MARGINALLY INTERESTING


MACHINE LEARNING, COMPUTER SCIENCE, JAZZ, AND ALL THAT

What's happening over at Twimpact

Machine learning can exist more or less in an abstract space far away from any applications. I know what I’m talking about because I’ve spent a few years in that space. Data is always vectorial, examples come in benchmark data sets you know by heart, learning and prediction are always performed in batches and offline (and usually confined to some nested cross-validation loops).

On the other hand, once you start working with real applications you enter a totally different space. Data has to acquired, stored, and potentially processed in real-time. And you probably cannot do it in Matlab.
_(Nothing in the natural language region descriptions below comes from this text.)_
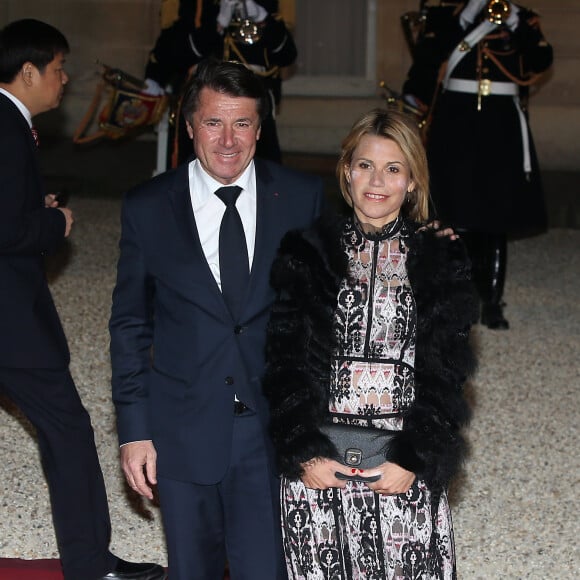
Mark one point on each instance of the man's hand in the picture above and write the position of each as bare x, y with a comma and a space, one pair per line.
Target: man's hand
394, 479
447, 232
139, 463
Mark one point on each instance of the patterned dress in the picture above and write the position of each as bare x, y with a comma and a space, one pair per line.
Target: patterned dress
354, 533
Twimpact is a very good example of what kinds of technologies you have to get used to analyse some data. Twimpact is analyzing retweets on twitter to do trending and impact analysis of users. It comes with a site where you can see live trends and browse around (have a look at the japanese site to see a running example). You might have noticed that we’ve recently shut down the live trending at twimpact.com. The main reason was that the site became unbearably slow. After a year of constantly monitoring retweets from twitter, or initial setup was not feasable anymore.

The Initial Setup

Initially, we started with a PostgreSQL data base and a little backend written in JRuby based on Ruby on Rails. Later on, we rewrote part of the front end in Groovy using the Grails framework. The whole thing was hosted on a dedicated server with a quite large four disc RAID 5. In initial tests, the RAID produced some whery impressive read and write rates of about 200MB/s.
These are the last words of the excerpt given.